Resting membrane potential
The membrane potential describes a difference in the electric potential, or separation of charge, between two distinct environments. Neurons have a negative concentration gradient, meaning the concentration of positively charged ions outside the cell is greater than that inside the cell, which leads to a separation of charge across the membrane.
This state is referred to as the resting membrane potential and is the dominant of all action potential states. Sodium (Na+) and potassium (K+) govern the resting state in the following manner:
- The concentration of Na+ outside the neuron is greater than the concentration inside the neuron
- The concentration of K+ inside the neuron is greater than the concentration outside the neuron
Cells maintain this equilibrium at a narrow negative concentration gradient of approximately -70 millivolts (mV).

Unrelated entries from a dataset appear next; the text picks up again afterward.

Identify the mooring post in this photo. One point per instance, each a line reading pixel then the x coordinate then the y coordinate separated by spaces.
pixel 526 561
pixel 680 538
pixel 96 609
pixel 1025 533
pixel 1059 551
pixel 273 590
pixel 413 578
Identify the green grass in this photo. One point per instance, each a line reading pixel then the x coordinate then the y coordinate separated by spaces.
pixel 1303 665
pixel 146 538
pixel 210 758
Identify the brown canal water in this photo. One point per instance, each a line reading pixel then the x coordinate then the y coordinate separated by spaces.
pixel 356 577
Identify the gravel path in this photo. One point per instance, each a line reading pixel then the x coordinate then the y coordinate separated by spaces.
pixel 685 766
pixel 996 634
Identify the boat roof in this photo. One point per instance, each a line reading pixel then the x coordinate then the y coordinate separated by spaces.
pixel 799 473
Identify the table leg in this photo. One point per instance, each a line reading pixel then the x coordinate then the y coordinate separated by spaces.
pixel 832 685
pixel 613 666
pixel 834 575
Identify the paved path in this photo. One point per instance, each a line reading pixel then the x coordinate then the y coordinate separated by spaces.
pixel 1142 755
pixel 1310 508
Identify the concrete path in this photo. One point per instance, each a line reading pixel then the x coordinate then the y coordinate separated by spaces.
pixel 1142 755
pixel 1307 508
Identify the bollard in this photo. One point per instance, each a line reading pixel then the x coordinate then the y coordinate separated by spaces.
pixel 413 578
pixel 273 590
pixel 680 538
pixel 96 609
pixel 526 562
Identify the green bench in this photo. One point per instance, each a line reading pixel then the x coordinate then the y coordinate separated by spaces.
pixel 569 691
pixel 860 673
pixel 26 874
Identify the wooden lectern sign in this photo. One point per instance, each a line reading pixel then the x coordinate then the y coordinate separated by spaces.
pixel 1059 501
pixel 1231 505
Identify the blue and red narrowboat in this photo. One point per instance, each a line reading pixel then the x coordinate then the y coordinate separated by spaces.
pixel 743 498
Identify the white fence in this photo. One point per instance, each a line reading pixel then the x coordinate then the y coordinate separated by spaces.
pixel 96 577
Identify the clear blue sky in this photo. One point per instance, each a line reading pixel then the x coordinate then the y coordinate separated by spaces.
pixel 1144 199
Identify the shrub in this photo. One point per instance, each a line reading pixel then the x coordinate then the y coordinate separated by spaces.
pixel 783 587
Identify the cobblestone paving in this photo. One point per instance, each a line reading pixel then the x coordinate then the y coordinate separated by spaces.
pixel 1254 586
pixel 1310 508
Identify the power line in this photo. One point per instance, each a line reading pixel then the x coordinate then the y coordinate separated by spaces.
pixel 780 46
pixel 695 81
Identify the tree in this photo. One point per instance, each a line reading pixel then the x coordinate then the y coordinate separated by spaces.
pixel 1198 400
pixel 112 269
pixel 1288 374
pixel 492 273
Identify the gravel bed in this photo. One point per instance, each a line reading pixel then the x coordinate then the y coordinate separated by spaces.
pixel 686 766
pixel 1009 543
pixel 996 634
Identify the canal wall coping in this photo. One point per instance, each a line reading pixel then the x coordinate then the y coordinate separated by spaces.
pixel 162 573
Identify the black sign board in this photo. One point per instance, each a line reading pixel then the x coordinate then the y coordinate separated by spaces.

Neurons are highly permeable to K+ due to leakage potassium channels, which permit K+ to move down its chemical gradient out of the cell, and partially permeability to Na+ due to leakage sodium channels, which limits movement of Na+ into the cell.
To maintain a net negative resting potential, the cell depends on the activity of a protein called the sodium-potassium pump, which uses energy to simultaneously pump K+ back into the cell and Na+ out. The ratio of movement is 3Na+ out for every 2K+ in.
Note that the gated sodium and potassium channels are closed in this state and are distinct from the leakage channels. These channels are gated by voltage.
A release of neurotransmitters across a synaptic junction, causes Na+ channels on the postsynaptic (recipient) neuron membrane to open so that Na+ ions flow from the extracellular environment into this downstream neuron.
This stimulation must reach a threshold (~-55mV) for an action potential to result. The net effect is the raising of the membrane potential. This is termed depolarisation, as the cell interior becomes more positive. The increased membrane potential can trigger neighbouring Na+ channels to open in a domino-like manner, so that the effect spreads across the neuron towards the axon terminus.
This phase is restorative, moving towards re-establishing the membrane potential. Here, the voltage-gated sodium channels are inactivated, stopping Na+ influx.
Simultaneously, voltage-gated K+ channels open. Since there is a higher concentration of k+ inside the cell, K+ exits or effluxes the cell. This is associated with a decrease in membrane potential towards the resting, more negative state, due to the loss of charged K+ inside the neuron.
Hyperpolarisation (refractory period)
The effect of the prolonged activation of the voltage-gated K+ channel results in further efflux of K+, and a concurrent decrease in membrane potential, surpassing the resting state value as the loss of K+ results in the loss of positive charge.
The increase in negativity of the cell is referred to as hyperpolarisation. Closure of the voltage-gated K+ channel enables the sodium-potassium pump to re-establish the resting state potential (~70 mV and –75 mV).
The sequence of events is illustrated below:
Figure 2. The (a) resting membrane potential is a result of different concentrations of Na+ and K+ ions inside and outside the cell. A nerve impulse causes Na+ to enter the cell, resulting in (b) depolarization. At the peak action potential, K+ channels open and the cell becomes (c) hyperpolarized. (Image and caption are taken from "How neurons communicate: Figure 2," by OpenStax College, Biology).
The action of ion pumps is essential in the role of signal transduction. Their speed and selectivity ensure the co-ordinated and timely movements of ions to establish an action potential. The result is the successful propagation of a signal transduction, necessary for the operation of the nervous system.